Senior clinicians, usually medical directors, who wish to become trust or hospital chief executives, face a major contractual quandary. At present they have to decide whether to leave a firm contract as a consultant with long-term employment rights and pension arrangements to move to a post which may be better paid but with much less certain tenure. The average chief executive remains in post for around 2–3 years before all too often being removed from office and having to look for another job. Such uncertainty is undoubtedly a major factor in deterring doctors from applying for chief executive roles. There is an urgent need to examine how this almost ‘Catch 22’ situation can be resolved. Doctors who lead medical schools do not have the same deterrents to take on these equally important roles.
Primary care
The vast majority of patient interactions with healthcare workers in the UK occur in primary care where doctors have, to a large extent, remained in charge. Most practices have coped well with the complex funding changes, increasing patient need and very significant increase in work, with hospitals off-loading significant amounts of both routine and complex outpatient activity to general practice, and have shown significant flexibility in doing so. The general practitioners (GPs) who run the practices often have little training in management before assuming these roles. While some degree of learning on the job is unavoidable, more needs to be done to ensure greater understanding of how to lead before one assumes such roles.

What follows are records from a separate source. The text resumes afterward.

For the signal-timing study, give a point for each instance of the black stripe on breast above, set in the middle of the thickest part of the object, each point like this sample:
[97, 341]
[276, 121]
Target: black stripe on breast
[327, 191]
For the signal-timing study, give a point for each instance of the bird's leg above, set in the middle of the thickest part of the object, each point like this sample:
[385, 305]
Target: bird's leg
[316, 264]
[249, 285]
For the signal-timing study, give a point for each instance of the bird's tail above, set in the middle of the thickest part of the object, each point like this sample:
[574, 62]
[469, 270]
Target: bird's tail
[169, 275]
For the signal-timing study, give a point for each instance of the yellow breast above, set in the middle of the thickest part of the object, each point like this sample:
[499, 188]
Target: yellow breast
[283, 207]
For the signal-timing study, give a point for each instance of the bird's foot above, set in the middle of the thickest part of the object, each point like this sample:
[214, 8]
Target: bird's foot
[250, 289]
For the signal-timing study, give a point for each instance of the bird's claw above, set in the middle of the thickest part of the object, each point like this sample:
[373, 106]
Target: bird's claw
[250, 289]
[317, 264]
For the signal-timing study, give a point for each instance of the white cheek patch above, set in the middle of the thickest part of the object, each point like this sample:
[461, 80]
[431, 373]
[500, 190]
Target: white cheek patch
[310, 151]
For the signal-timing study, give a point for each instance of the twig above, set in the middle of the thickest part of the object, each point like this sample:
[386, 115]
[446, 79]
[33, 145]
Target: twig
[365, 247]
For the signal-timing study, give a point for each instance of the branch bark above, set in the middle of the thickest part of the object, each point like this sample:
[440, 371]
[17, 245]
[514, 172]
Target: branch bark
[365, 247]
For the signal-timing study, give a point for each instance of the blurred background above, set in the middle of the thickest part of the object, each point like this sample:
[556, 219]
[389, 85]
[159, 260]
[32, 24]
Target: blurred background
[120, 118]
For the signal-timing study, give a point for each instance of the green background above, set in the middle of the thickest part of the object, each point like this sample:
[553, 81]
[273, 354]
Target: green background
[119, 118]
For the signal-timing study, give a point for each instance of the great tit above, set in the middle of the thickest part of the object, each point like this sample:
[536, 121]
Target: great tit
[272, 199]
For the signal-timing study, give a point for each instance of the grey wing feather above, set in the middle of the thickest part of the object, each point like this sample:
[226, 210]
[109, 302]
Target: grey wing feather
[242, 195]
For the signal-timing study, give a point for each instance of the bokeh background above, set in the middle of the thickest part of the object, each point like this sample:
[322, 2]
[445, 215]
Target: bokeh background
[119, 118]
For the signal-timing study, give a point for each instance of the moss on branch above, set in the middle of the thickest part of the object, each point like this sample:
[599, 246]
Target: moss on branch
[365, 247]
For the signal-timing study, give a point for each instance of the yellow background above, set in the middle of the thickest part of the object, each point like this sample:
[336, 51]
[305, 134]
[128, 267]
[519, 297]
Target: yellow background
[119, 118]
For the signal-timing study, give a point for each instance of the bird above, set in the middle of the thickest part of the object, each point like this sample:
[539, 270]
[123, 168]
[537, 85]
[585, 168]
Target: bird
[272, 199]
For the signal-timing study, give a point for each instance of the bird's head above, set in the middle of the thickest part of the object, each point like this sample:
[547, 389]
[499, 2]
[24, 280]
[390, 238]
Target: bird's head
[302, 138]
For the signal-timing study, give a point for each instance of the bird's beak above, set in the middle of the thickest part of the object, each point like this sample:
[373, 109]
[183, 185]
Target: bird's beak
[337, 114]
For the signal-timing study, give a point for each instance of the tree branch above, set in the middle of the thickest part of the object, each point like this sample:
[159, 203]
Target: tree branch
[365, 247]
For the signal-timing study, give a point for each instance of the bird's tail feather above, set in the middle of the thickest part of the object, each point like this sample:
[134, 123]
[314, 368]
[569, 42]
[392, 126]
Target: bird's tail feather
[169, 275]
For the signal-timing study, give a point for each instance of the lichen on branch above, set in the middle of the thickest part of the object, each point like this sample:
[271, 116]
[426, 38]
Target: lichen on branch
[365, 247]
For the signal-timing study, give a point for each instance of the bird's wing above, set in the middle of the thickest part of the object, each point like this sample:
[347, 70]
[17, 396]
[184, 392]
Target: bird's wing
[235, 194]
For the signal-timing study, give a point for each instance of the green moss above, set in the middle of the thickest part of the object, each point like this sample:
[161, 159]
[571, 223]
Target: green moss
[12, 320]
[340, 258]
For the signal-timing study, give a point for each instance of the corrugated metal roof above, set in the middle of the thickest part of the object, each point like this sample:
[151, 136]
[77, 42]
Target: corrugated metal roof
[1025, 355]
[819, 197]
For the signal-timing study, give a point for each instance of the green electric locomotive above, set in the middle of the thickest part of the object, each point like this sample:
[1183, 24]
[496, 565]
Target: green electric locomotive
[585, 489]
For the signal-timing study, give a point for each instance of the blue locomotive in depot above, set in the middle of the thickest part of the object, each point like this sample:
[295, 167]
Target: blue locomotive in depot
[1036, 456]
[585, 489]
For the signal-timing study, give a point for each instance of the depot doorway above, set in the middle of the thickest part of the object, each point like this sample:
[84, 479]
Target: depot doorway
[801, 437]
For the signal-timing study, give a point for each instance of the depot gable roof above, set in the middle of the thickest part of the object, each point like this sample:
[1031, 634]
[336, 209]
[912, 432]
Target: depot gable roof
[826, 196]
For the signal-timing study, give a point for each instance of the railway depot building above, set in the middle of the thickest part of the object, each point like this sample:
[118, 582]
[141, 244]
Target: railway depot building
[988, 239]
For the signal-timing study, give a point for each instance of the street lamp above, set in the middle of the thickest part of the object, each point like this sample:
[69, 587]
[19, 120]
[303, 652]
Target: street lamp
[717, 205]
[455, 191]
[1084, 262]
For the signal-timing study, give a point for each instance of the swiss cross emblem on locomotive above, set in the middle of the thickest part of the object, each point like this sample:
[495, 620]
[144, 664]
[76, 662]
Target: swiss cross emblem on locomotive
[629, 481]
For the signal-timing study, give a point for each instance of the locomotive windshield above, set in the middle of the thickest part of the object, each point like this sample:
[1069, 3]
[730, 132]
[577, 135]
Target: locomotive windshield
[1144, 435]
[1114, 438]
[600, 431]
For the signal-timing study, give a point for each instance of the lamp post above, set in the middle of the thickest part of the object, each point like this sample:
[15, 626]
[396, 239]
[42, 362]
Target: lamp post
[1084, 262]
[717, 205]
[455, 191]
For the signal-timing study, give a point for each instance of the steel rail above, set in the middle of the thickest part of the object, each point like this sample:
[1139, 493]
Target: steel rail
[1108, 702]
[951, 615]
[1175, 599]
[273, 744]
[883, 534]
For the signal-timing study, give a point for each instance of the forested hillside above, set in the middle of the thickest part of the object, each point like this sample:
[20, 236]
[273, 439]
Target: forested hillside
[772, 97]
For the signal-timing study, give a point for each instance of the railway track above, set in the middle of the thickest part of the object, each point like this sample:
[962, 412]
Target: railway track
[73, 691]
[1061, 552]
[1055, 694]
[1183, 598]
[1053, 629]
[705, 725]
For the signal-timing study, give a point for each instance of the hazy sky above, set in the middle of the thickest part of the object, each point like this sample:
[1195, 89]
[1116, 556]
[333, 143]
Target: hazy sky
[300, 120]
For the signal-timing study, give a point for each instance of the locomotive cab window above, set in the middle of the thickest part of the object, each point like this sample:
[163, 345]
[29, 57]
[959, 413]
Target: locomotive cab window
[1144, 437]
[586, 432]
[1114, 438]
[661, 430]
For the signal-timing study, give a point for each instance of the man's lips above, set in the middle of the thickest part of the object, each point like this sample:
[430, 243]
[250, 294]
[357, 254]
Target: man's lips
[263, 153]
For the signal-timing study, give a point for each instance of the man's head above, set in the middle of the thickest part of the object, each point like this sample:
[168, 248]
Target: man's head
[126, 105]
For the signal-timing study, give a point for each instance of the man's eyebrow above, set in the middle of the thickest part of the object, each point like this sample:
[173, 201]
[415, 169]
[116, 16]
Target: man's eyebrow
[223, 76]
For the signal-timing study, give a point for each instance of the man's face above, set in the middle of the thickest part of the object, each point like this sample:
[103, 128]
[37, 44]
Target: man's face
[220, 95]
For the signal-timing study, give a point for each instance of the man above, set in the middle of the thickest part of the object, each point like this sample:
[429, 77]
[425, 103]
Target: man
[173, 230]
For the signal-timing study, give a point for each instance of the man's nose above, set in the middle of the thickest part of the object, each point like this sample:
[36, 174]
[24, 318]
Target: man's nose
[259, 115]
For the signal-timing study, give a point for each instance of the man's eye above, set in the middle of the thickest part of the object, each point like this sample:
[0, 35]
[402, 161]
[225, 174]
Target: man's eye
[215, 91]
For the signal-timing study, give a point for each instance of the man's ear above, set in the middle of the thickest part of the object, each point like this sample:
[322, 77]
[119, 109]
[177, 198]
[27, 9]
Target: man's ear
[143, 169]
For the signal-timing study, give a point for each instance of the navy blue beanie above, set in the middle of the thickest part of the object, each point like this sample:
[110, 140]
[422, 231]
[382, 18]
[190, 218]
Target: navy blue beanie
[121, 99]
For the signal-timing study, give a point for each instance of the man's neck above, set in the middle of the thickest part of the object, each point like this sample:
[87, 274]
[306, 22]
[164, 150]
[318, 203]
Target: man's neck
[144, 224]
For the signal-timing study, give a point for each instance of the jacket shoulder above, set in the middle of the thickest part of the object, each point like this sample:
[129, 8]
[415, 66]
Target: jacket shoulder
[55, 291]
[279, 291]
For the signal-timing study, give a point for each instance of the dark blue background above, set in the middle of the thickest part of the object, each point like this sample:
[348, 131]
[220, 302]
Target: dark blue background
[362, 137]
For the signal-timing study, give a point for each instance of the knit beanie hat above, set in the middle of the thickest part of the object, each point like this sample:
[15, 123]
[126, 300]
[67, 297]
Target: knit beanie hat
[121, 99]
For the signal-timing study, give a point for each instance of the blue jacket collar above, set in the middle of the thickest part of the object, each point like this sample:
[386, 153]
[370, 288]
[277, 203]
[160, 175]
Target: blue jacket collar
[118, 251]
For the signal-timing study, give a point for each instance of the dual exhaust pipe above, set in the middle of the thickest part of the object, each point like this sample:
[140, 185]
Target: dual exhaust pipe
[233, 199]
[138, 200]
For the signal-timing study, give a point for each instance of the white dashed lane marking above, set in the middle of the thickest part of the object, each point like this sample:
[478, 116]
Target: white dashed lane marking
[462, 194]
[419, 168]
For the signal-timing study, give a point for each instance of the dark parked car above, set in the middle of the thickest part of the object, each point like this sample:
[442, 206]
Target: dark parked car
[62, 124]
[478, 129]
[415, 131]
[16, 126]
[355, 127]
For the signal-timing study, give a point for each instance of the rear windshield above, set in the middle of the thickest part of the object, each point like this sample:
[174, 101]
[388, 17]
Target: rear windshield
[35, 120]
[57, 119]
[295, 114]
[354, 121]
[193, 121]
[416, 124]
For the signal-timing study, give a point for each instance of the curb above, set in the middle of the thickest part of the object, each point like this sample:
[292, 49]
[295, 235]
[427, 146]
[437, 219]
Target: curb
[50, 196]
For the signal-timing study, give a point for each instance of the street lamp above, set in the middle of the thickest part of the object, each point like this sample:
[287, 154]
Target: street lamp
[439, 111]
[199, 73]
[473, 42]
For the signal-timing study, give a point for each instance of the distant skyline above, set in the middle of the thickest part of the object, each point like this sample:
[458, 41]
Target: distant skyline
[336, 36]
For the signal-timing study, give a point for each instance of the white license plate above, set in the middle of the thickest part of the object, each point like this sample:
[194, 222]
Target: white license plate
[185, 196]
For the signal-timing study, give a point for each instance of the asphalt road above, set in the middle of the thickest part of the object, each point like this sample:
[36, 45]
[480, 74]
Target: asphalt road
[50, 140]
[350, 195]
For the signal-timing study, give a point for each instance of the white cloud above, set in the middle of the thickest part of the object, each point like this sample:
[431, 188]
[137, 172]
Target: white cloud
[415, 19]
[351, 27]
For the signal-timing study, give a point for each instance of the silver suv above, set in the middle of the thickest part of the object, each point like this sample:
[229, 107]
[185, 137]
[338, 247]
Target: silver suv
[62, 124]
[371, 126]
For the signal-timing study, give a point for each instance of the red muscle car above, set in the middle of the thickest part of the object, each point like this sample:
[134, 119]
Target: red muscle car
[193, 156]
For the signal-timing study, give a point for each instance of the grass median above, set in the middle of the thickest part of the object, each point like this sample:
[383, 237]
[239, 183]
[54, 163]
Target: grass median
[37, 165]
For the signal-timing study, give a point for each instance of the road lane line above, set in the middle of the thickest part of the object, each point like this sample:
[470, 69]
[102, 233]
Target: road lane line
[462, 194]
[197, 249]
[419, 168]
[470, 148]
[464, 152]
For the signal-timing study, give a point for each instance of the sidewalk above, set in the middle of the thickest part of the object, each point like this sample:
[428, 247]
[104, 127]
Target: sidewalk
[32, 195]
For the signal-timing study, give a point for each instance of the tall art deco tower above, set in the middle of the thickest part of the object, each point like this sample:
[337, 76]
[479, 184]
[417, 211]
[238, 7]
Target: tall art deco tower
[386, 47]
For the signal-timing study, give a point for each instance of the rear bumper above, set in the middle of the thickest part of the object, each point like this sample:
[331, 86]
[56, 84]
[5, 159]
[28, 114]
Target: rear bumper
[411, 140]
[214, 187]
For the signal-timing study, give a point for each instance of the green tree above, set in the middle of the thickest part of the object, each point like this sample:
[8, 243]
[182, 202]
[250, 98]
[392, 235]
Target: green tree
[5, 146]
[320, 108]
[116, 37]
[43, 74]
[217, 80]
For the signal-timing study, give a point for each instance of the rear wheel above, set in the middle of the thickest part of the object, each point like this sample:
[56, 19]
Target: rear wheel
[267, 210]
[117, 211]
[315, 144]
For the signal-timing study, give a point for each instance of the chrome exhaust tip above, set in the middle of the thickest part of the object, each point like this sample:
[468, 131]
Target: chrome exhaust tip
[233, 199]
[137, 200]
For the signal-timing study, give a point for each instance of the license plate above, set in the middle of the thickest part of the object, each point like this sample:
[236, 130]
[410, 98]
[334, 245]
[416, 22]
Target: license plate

Even more importantly, GPs in England now control around 80% of the health budget, some £80 billion, in clinical commissioning groups (CCGs). These are major management roles requiring considerable expertise in management, leadership and finance, yet many on these groups have had little or no training to help them with these vital tasks. They bring intelligence, clinical nous and goodwill to CCGs, but managing huge and limited budgets effectively needs special skills and ways need to be found to ensure that all CCG members have the training and development that allows them to develop these skills.
Conclusion
At present, doctors do not fulfil their potential as contributors to NHS management. There is an urgent need to improve leadership across the profession and all doctors at all stages should work closely with non-medical managers to produce engaged clinical teams to the benefit of patients and staff. Standards produced by the FMLM will professionalise medical management by establishing the levels of skills, experience and achievements required by those seeking roles as medical managers. A genuine career pathway promoting those who perform well is needed for those pursuing a career in medical management.